Officials are one step closer to finalizing regulations on commercial-scale farms in Montgomery County, after the county plan commission selected members for a confined feeding operation study committee Monday.
The plan commission selected 13 members for the committee: four farmers, four rural residents, two realtors, two school officials and one member of the plan commission itself – Ashley Adair.
Adair says her goal is to both research the impact of CFOs and to get community input.
“Some of what’s been going on with the plan commission has been relatively controversial with the community, so I’m glad to have the opportunity to interact,” Adair says, “and make sure that voices are heard from all parts of the county to make sure we get this right.”
Commissioner John Frey says the committee will not be starting from scratch, but instead modifying an ordinance already before the commission.
He says many of the members selected haven’t been formally asked to serve on the committee, but the commission selected locals they believe to be interested.
“I think their feedback and input will be valued, and I think they’d be willing to give that,” Frey says.
Even if some of the selected members say they can’t participate or don’t want to be on the committee, county attorney Dan Taylor says they can still move forward in the process.
“You can appoint alternates, but it’s not as if you have to fill that number,” Taylor says.

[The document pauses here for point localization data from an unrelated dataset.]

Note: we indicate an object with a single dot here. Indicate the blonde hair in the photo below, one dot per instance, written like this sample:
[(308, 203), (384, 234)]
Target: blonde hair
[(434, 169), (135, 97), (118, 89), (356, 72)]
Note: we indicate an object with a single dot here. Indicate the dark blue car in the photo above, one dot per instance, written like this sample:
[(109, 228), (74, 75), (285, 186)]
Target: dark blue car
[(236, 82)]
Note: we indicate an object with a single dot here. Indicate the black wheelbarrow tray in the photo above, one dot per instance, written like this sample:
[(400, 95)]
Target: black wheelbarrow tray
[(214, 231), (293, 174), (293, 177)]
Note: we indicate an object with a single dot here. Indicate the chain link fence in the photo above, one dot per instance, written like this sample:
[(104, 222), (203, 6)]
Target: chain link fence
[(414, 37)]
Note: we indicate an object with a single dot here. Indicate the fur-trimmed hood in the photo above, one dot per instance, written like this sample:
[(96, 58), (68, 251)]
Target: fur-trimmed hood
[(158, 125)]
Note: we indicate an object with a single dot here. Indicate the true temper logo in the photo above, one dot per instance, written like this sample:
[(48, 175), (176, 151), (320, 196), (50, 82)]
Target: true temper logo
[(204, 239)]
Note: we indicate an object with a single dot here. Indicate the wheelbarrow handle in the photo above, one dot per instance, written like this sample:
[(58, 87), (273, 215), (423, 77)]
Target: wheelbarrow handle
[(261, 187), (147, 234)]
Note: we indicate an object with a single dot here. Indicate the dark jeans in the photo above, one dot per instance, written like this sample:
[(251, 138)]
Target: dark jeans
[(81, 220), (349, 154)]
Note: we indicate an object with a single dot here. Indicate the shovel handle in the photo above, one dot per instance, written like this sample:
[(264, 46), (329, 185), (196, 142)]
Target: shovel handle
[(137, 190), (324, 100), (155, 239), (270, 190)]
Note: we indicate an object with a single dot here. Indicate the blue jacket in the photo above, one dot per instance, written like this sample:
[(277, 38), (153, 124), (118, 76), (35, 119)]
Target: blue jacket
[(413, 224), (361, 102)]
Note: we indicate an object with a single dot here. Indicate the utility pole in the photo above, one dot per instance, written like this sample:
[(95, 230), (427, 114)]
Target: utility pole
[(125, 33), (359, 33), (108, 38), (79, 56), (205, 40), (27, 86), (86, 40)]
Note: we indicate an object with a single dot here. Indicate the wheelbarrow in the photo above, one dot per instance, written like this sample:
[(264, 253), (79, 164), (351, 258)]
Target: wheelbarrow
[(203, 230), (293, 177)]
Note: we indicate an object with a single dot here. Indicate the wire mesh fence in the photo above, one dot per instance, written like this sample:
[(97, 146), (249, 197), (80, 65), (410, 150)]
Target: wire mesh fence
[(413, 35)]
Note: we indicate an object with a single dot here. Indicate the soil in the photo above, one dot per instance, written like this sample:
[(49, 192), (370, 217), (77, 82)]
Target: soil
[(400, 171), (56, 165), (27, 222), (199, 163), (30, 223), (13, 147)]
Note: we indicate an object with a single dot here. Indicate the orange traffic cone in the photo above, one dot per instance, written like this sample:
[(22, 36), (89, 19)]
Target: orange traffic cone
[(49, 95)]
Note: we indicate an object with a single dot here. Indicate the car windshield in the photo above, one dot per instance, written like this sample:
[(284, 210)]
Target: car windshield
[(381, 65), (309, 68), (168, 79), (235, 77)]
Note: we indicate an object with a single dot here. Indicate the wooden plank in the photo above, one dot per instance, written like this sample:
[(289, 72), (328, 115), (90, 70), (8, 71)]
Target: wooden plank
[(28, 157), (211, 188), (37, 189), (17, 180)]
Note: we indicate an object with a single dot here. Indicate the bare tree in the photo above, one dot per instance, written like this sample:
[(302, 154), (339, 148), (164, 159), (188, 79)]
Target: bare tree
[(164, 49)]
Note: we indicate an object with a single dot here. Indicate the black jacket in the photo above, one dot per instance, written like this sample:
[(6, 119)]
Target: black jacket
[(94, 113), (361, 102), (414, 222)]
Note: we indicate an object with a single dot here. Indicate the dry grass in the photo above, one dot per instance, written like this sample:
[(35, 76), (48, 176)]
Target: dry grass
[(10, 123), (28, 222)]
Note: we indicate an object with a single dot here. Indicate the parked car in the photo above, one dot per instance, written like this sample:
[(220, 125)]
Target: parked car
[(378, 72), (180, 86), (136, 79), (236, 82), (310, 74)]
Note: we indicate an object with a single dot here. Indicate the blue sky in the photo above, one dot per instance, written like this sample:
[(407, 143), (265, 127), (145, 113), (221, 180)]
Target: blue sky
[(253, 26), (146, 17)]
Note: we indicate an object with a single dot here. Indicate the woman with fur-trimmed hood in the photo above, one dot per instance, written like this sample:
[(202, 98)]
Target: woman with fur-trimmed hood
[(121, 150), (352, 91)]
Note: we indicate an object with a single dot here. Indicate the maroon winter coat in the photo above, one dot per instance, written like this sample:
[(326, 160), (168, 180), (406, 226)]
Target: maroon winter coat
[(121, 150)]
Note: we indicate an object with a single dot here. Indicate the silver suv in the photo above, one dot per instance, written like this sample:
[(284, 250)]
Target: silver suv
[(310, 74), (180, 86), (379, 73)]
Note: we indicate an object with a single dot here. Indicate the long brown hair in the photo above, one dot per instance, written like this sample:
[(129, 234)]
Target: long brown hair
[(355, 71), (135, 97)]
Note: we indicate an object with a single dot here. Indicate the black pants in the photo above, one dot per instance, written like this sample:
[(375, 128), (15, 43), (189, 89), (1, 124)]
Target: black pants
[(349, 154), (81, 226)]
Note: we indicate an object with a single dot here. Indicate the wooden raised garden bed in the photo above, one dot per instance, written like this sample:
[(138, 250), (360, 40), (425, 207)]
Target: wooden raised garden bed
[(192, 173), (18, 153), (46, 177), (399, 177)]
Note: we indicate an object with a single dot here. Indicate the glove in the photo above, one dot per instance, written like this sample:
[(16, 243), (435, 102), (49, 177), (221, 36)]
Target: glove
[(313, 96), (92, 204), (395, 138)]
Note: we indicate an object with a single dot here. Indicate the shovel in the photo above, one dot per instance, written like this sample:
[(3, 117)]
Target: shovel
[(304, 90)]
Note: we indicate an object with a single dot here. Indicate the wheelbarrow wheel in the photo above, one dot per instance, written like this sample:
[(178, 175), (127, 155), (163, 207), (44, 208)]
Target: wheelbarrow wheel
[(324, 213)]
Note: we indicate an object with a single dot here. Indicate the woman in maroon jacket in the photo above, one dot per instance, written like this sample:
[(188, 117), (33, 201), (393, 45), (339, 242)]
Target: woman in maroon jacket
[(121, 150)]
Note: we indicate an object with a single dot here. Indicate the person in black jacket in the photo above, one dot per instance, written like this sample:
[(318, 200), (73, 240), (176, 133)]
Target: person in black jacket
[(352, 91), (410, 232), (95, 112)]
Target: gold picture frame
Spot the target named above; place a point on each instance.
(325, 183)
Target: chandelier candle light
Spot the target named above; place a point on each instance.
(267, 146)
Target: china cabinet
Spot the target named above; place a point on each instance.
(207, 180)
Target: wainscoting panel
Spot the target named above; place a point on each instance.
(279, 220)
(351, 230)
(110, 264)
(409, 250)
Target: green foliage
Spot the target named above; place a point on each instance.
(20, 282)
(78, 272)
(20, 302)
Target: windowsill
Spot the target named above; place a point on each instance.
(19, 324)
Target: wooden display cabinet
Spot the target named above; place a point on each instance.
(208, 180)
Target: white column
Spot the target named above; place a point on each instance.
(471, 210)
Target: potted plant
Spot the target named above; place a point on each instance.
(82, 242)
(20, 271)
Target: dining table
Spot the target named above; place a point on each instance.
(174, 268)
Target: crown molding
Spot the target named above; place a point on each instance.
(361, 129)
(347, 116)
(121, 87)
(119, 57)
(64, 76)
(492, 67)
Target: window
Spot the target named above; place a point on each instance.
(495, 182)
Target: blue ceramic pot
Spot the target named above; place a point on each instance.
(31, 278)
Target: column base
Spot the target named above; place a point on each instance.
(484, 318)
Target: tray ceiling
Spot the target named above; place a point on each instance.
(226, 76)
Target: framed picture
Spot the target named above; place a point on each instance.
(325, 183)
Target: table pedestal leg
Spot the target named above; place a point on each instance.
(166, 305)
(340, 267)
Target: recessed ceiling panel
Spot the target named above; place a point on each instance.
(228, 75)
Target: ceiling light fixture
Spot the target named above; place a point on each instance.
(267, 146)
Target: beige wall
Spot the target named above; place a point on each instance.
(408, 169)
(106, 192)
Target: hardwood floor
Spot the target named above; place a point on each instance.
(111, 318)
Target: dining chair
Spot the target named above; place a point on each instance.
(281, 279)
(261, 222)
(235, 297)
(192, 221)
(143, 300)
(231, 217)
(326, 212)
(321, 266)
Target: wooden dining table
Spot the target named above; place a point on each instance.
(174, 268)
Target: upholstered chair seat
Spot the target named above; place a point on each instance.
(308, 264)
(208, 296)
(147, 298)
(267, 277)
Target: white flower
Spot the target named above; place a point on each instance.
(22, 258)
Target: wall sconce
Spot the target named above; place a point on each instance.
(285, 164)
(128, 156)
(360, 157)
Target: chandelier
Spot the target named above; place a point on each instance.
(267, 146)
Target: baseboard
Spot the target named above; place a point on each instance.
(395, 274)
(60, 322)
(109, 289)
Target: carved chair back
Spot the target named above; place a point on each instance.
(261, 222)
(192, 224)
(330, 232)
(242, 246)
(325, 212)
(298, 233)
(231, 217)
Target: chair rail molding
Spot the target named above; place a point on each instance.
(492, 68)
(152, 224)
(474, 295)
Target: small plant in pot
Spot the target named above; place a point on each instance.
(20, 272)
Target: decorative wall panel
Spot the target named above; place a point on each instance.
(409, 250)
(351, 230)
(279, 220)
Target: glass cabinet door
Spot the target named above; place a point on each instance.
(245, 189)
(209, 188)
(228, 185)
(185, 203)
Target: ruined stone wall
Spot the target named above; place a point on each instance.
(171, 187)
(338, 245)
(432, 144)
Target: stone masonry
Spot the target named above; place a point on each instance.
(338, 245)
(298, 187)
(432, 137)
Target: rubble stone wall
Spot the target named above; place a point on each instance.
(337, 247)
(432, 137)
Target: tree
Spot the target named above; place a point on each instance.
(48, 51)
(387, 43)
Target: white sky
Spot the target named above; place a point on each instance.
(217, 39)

The committee members were in part selected for where they live in the county, to make sure a wide geographical area was represented in future discussions.Among the other members of the board are Kelly Shannon, a resident who proposed the study committee at the last plan commission meeting; April Johnson, a member of the group No Wind Farms Montgomery County; and real estate agent Rusty Carter.
The committee must provide its findings before October 23, when the plan commission is scheduled to meet and discuss the proposed CFO ordinance.
The debate around CFOs in Montgomery County began when a farm near the town of Linden requested a permit to open a project with nearly 9,000 hogs. The permit for that project was approved in July, so any regulations adopted by the county wouldn’t apply to it – but the ordinance would apply to any future projects.